Supervisors clearly have options for accelerating ACO, but these should not be entered into lightly and there are significant and very legitimate questions about the remits of central banks and financial supervisors in society. While these are debated, there is a noregrets need to explore the options they have together with policymakers, including the pros, cons, and delivery challenges. In many instances the first-, second-, or even thirdbest options will not be action by central banks and supervisors, but action by policymakers or the private sector.

 

 

REFERENCES

1 NGFS. (2019) First comprehensive report: A call for action Climate change as a source of financial risk.

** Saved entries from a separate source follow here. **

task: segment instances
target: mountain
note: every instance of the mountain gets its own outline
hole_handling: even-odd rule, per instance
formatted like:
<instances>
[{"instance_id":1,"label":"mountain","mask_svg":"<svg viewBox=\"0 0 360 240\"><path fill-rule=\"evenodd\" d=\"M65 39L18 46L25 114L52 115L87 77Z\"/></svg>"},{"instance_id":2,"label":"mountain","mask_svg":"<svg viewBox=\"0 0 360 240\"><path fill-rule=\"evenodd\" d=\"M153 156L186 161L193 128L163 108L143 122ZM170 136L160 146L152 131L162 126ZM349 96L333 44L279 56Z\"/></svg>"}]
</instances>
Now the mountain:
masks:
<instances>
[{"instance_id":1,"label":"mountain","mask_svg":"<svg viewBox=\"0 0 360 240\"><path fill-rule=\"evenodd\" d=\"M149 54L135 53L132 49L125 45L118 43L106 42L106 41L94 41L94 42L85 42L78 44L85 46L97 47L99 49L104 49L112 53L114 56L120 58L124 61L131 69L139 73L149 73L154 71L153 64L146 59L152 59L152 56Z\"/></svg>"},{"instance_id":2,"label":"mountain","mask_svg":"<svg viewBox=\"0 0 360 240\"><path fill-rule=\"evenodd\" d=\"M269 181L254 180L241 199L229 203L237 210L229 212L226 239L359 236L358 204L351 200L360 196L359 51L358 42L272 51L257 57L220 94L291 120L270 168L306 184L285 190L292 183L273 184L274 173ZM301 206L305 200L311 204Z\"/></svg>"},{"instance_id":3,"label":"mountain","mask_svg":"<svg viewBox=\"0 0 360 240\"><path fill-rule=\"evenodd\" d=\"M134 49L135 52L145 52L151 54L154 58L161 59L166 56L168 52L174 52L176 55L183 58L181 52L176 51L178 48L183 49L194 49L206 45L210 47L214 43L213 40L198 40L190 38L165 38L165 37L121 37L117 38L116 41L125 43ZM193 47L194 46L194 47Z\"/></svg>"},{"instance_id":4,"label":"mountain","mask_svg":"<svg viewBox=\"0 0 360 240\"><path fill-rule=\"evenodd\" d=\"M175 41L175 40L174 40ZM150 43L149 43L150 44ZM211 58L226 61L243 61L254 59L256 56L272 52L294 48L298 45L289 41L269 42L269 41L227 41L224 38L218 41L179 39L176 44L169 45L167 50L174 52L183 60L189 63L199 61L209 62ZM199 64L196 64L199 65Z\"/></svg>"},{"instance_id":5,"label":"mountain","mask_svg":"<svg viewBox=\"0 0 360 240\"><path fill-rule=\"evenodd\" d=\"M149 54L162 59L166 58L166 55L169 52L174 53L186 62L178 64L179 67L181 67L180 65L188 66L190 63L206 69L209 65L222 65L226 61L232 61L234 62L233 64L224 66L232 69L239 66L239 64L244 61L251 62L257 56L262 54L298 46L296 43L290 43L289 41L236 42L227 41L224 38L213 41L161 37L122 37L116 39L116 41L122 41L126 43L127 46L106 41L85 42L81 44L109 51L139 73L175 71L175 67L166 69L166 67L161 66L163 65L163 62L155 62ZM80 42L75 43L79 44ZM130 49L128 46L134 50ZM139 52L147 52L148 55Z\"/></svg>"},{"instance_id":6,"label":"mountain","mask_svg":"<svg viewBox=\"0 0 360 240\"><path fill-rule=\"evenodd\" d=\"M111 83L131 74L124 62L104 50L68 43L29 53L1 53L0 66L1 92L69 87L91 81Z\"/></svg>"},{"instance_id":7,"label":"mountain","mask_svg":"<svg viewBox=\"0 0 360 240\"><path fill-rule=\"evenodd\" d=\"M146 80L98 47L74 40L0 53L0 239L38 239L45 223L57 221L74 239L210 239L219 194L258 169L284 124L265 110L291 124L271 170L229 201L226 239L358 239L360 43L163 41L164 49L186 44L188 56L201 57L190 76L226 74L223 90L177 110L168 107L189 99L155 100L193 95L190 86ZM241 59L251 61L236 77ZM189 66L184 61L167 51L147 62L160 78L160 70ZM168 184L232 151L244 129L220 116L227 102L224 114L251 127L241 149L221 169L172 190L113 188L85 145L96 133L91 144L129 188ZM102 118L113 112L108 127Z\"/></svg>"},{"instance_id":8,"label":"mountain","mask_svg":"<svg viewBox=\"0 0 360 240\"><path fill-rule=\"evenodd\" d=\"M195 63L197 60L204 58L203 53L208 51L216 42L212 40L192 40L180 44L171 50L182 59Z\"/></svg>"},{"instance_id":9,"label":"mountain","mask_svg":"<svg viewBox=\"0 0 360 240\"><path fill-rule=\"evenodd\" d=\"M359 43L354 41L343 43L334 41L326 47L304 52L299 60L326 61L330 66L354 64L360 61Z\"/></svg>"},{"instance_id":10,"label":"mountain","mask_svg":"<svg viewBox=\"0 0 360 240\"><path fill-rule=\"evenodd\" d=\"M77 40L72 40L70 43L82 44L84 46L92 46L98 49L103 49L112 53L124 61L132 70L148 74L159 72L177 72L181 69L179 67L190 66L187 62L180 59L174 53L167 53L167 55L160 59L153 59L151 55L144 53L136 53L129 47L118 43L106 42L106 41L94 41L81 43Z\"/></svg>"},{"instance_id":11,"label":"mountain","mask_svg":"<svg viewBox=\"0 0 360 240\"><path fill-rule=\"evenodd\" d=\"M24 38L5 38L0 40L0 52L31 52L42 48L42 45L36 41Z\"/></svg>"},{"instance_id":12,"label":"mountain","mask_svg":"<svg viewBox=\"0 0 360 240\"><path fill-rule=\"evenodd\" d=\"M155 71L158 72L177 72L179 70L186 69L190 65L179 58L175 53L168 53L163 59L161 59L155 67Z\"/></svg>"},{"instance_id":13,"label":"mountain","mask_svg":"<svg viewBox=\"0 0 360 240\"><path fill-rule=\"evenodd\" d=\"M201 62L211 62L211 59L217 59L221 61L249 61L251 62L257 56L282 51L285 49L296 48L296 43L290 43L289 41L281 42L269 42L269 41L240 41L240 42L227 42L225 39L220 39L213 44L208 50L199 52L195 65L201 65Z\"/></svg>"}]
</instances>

2 TCFD. (2019) Task Force on Climate-related Financial Disclosures: Status Report 2019.

3 FCA. (2019, p. 27) FS19/6: Climate Change and Green Finance: summary of responses and next steps. London. Retrieved from: https://www.fca.org.uk/publication/feedback/fs19-6.pdf.

4 Bank of England. (2019) Supervisory Statement | SS3/19: Enhancing banks’ and insurers’ approaches to managing the financial risks from climate change.